J’ai mobilisé doucement le bras de la dame encore très crispé et replié sur son thorax. Puis j’ai fait intervenir Iska, afin que la main de la dame soit mise en contact avec le poil d’Iska. Elle a pu ressentir ainsi la chaleur et la douceur qui émanaient du corps de l’animal.
Nous avons passé un bon moment comme cela : c’est comme si le temps et l’espace étaient suspendus et se réduisaient à mes paroles prononcées sur un ton doux et paisible, aux commentaires que j’associais à mes gestes, aux massages-caresses, à l’intervention d’Iska prêtant son corps, ….
Et je me suis rendue compte au bout d’1/4 heure que l’ambiance de la chambre avait changé : la dame avait cessé de crier et de gémir.

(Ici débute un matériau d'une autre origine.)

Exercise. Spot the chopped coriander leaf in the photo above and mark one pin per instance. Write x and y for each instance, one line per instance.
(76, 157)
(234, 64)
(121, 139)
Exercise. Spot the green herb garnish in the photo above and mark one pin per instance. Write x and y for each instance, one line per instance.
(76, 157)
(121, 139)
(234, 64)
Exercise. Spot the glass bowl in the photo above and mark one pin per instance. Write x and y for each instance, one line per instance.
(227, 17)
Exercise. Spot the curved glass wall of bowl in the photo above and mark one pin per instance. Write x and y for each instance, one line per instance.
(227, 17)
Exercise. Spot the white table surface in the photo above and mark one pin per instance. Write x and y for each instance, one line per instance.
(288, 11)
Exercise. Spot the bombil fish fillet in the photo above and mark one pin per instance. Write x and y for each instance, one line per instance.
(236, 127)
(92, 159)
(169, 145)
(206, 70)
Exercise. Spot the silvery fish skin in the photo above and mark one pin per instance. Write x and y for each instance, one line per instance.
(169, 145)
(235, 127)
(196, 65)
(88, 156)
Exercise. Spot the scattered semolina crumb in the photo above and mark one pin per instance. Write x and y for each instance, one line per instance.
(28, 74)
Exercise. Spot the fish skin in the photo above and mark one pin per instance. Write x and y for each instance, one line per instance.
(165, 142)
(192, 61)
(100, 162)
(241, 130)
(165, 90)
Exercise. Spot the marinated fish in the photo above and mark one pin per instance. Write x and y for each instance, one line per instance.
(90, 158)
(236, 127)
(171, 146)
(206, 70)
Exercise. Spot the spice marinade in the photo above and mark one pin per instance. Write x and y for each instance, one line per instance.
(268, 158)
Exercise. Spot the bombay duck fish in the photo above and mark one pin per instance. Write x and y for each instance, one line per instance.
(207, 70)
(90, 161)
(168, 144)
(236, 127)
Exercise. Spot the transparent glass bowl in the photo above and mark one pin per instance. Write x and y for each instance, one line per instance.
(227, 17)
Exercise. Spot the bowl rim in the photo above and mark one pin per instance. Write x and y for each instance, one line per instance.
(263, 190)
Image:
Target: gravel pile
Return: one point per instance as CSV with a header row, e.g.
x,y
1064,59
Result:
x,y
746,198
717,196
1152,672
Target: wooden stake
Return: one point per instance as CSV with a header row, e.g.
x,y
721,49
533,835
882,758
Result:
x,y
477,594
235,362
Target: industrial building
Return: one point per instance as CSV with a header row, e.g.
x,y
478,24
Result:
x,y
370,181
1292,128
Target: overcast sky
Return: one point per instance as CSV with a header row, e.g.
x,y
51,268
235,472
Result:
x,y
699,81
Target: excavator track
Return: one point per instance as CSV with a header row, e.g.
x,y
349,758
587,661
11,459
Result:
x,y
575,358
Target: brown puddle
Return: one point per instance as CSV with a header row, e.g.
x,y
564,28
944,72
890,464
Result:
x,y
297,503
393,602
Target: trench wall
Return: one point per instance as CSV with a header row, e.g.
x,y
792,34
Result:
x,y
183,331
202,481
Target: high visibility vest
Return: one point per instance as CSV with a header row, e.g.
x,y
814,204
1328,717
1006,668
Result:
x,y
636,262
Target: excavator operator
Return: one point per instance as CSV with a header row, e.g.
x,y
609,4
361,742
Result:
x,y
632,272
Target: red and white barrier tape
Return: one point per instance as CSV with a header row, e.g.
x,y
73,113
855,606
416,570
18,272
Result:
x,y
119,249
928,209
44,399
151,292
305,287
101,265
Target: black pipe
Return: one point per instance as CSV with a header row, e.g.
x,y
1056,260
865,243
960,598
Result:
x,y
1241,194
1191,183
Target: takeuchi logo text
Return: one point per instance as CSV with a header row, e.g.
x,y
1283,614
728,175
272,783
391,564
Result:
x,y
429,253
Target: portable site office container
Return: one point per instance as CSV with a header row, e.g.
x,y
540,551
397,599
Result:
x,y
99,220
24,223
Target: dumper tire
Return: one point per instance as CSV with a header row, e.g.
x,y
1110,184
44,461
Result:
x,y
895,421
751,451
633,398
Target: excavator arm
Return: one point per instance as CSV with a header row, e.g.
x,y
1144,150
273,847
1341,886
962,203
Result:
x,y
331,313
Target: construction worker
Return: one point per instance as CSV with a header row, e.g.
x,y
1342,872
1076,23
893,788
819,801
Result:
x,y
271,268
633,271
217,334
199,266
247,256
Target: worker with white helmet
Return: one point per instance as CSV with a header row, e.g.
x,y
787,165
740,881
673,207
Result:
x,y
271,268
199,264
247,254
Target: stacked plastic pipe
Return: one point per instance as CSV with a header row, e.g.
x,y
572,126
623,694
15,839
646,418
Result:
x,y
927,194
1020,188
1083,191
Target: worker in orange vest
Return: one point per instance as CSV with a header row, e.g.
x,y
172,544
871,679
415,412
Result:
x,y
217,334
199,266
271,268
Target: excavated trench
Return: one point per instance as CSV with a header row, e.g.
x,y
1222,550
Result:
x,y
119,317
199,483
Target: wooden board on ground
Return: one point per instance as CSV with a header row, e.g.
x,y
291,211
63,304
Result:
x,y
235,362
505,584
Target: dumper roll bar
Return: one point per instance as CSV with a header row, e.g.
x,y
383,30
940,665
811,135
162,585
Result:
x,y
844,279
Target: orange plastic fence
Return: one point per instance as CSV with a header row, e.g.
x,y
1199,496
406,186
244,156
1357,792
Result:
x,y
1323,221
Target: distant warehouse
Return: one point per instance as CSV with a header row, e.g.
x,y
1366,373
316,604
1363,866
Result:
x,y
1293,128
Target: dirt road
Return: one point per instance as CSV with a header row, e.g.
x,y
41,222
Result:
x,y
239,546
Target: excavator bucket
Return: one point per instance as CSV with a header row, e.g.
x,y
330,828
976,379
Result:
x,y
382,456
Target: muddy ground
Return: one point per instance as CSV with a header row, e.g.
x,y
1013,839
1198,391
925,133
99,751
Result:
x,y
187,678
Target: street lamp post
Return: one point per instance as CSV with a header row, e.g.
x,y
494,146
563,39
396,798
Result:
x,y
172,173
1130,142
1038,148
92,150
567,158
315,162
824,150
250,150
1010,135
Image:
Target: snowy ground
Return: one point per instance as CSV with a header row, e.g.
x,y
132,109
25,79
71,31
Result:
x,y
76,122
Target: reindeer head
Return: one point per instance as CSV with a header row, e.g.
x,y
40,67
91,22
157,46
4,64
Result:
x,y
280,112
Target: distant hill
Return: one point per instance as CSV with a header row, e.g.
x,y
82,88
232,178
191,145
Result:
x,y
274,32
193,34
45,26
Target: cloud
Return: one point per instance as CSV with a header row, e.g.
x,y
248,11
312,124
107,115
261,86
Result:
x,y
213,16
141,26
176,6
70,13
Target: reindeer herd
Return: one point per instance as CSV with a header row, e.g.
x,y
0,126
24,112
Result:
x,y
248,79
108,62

Mon intervention, associée à celle d’Iska, avait apaisé cette dame. Aucun mot ne sortait de sa bouche ; mais il était clair que les différentes stimulations étaient traitées par son cerveau, malgré son absence de réactions volontaires explicites. Et il en résultait un effet positif au niveau du ressenti et apaisant au niveau des émotions.

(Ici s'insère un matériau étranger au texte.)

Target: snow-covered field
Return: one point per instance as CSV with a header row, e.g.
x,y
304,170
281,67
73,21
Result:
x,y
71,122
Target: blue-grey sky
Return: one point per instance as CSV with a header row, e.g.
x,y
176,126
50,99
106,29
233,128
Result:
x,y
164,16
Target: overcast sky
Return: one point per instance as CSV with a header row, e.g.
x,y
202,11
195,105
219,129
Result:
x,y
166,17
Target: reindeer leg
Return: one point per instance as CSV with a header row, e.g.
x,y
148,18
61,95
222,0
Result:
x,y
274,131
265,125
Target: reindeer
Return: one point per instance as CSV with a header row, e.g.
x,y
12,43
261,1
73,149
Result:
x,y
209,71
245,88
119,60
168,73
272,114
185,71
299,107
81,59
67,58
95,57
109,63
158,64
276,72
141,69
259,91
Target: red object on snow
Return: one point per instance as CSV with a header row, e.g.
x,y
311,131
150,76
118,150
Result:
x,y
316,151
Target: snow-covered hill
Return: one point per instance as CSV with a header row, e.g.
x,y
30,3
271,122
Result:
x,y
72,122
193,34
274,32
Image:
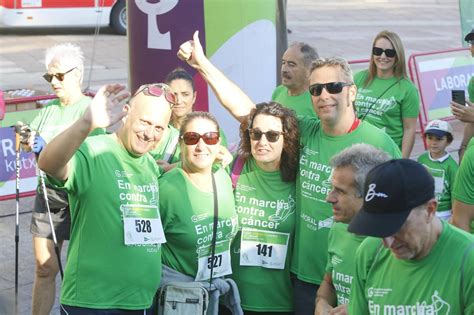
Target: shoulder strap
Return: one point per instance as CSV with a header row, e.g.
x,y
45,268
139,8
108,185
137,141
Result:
x,y
236,170
372,105
214,229
171,150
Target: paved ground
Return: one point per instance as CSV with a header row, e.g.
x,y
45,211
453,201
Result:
x,y
337,27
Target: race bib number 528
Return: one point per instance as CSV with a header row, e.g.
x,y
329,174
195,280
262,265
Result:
x,y
142,225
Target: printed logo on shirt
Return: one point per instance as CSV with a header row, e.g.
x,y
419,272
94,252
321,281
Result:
x,y
377,106
335,260
314,178
256,213
245,188
314,224
199,217
377,292
437,306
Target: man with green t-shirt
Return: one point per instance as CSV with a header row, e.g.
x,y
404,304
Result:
x,y
114,255
414,263
350,168
332,93
293,91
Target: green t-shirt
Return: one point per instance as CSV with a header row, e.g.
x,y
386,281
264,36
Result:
x,y
464,184
400,100
342,246
108,188
313,183
266,209
168,148
55,118
188,217
383,284
470,89
444,172
301,104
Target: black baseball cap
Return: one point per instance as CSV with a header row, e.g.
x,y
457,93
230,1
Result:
x,y
392,189
469,36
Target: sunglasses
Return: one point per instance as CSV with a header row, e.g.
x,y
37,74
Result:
x,y
59,76
332,87
390,53
272,136
192,138
158,90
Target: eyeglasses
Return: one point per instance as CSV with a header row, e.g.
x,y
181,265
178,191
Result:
x,y
158,90
191,138
272,136
332,87
390,53
59,76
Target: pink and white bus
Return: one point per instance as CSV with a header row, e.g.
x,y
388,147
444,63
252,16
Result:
x,y
63,13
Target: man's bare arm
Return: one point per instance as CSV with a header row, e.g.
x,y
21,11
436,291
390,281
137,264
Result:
x,y
229,94
55,157
326,296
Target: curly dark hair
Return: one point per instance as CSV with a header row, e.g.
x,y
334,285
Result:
x,y
291,145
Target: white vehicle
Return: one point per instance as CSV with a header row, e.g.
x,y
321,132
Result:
x,y
64,13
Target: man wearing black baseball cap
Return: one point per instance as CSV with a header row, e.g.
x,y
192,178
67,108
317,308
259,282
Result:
x,y
422,265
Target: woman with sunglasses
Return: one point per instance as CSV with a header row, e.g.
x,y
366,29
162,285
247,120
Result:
x,y
386,97
167,153
265,202
65,67
187,207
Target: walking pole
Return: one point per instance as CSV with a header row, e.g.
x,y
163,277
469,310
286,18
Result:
x,y
17,217
53,232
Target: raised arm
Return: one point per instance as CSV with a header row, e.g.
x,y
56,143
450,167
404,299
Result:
x,y
55,157
230,95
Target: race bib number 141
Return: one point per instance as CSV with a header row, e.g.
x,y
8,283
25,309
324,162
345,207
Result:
x,y
263,248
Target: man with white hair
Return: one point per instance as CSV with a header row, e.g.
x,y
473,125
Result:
x,y
65,70
295,69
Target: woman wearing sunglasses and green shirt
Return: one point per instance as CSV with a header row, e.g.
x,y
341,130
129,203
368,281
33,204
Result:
x,y
167,152
385,96
264,174
187,207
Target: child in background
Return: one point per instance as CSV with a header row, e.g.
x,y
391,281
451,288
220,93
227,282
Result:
x,y
438,135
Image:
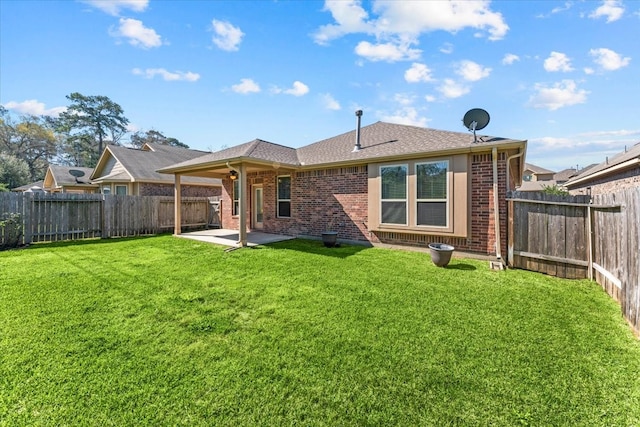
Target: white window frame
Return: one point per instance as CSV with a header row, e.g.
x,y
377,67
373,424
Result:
x,y
126,190
278,199
235,198
405,200
446,200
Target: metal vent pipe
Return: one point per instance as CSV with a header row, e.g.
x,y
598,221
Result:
x,y
358,146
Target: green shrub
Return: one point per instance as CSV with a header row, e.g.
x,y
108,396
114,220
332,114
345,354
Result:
x,y
10,231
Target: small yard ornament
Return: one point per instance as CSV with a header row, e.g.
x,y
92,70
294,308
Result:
x,y
441,253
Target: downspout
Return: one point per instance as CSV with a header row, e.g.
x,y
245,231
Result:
x,y
519,154
496,205
510,206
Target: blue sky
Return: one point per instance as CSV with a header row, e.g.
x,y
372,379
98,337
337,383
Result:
x,y
563,75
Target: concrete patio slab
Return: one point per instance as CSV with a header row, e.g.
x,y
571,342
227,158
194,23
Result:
x,y
230,237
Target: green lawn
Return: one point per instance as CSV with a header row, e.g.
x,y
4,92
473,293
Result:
x,y
167,331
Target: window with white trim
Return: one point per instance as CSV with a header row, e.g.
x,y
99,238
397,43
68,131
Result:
x,y
284,196
432,199
393,194
121,190
236,197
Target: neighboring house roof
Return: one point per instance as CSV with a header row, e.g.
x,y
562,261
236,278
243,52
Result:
x,y
536,169
564,175
379,141
625,160
59,177
38,184
131,164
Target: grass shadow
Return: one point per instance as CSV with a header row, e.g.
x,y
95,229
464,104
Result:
x,y
461,266
316,247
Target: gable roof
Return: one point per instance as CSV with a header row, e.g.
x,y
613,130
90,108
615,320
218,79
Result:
x,y
378,141
60,176
537,169
142,164
627,159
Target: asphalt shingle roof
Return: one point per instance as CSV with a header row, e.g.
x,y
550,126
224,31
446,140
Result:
x,y
62,176
632,153
378,140
143,164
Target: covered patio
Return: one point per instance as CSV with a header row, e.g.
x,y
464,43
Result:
x,y
231,238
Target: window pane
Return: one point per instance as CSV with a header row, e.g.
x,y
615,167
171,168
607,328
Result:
x,y
284,209
236,197
394,213
432,180
394,182
284,187
432,213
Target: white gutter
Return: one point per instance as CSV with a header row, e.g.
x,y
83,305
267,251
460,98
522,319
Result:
x,y
496,205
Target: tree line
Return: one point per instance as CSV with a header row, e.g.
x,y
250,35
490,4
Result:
x,y
77,137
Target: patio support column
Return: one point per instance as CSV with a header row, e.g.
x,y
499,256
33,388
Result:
x,y
177,228
242,232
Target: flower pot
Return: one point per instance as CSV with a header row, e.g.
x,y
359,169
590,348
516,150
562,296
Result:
x,y
329,238
441,253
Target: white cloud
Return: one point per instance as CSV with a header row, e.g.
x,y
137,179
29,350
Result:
x,y
150,73
329,102
611,9
608,59
389,52
137,33
298,89
510,58
561,94
447,48
227,36
397,25
406,116
34,108
350,18
246,86
418,73
113,7
558,62
452,89
471,71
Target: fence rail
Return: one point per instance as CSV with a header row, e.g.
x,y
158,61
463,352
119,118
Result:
x,y
66,216
578,237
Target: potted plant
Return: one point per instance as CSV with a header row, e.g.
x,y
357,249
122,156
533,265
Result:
x,y
441,253
330,236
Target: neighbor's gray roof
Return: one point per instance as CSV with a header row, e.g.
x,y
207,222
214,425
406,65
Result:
x,y
143,164
62,176
536,169
378,140
632,153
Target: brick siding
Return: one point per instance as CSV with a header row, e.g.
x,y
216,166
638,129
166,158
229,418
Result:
x,y
341,195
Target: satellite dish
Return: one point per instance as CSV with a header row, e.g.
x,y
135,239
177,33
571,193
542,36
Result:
x,y
475,119
77,173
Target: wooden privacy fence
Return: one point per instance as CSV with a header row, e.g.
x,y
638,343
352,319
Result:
x,y
67,216
581,237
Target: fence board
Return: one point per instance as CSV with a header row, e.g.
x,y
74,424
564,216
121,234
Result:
x,y
550,234
68,216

Ce même phénomène s’est renouvelé durant les séances suivantes.
Puis un jour, la psychologue m’a rapporté que les équipes s’apercevaient que la dame était beaucoup plus paisible. Les pleurs, gémissements s’estompaient : la Médiation Animale opérait, y compris durant les périodes entre 2 séances.

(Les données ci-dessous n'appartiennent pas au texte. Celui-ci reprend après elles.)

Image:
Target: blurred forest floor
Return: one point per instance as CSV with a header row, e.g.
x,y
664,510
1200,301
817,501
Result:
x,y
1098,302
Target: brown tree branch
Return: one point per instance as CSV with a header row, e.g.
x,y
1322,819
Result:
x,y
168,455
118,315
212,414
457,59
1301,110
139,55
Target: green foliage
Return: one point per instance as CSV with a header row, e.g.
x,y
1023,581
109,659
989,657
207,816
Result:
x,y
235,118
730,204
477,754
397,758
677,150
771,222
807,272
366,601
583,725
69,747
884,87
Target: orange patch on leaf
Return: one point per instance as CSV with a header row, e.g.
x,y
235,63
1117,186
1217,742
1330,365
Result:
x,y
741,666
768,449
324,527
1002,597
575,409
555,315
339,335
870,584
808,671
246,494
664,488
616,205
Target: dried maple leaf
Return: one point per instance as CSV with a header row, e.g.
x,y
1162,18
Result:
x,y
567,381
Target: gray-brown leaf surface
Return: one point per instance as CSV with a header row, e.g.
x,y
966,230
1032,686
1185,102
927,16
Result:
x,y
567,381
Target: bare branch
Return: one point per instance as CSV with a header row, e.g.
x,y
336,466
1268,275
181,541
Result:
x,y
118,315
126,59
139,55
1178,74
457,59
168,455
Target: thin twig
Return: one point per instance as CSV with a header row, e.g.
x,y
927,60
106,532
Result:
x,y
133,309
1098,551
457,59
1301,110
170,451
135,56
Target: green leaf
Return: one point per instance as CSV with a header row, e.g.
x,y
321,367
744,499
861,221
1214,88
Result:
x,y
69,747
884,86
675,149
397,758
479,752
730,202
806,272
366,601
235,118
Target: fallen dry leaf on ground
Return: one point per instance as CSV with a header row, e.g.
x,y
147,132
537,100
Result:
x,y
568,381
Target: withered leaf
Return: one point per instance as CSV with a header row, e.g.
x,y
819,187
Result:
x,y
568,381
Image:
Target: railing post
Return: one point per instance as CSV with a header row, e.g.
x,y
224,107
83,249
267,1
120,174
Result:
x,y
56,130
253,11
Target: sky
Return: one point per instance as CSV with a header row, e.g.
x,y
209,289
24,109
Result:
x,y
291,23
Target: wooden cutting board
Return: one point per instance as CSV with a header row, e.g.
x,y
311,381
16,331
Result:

Maintenant, cette dame est moins tendue, moins crispée, moins douloureuse et peut rester dans la salle commune, dans son fauteuil, au milieu des autres résidents, sans gémir, ni crier sa souffrance.
La spirale a été rompue : silencieuse, elle ne « perturbe » plus l’ambiance des réunions/activités d’animation, phénomène qui avait abouti à un isolement en chambre pour le confort collectif.
En retour, elle bénéficie, à son niveau, de différentes sollicitations sensorielles, même si elles ne lui sont pas directement adressées.
4 Une pratique de ce genre requiert une sympathie pour les animaux. Peux- tu nous raconter comment cette sympathie s’est développée chez toi ? A partir de quelles expériences ?
Depuis toute petite, j’ai toujours été fortement attirée par les animaux. Ceux-ci venaient assez spontanément vers moi, même en pleine rue.
Quelques expériences :
je me souviens d’un été en vacances, où je passais tout mon temps « libre », à jouer avec des chiots de la ferme dans laquelle nous étions accueillis : moments de bien être ressenti par un enfant avec ces compagnons de jeu qui me faisaient la fête dès que je revenais vers eux. Premières découvertes de l’accueil inconditionnel.
le chat de nos voisins de l’époque était associable avec tout le monde, y compris avec ses maîtres qui ne pouvaient pas l’approcher, et encore moins le toucher. Ce même chat venait de lui même à ma rencontre et sautait sur mes genoux quand j’étais assise, et se mettait à ronronner. Cette question est toujours présente en moi : qui choisit qui ? Est-ce vraiment le maître qui choisit l’animal, ou l’animal qui choisit son maître ?
un boxer que je ne connaissais pas, tenu en laisse par sa maîtresse s’est approché de moi dans la rue, et m’a fait la fête. Cela a donné naissance à une relation qui a duré de nombreuses années avec cette dame. Avec le recul, il s’agissait, outre la relation avec ce chien, d’une super expérience sociale de mise en relation d’humains par le biais de l’animal.
J’étais fascinée par cet attrait réciproque, cette relation qui s’effectuait spontanément, sans jugement, sans question, sans avoir à prouver quoique ce soit… les choses allaient de soi, coulant de source…
Les Hommes semblaient tellement plus compliqués !
Ces relations me comblaient, et visiblement comblaient également les animaux, puisqu’ils en redemandaient !
Puis lorsque j’ai eu, pour la première fois à 40 ans un chien « à moi », j’ai vécu avec lui des expériences qui sont allées bien au-delà de la simple relation affective. Ce vécu m’a poussée à creuser la question de la relation « Homme- Animal ».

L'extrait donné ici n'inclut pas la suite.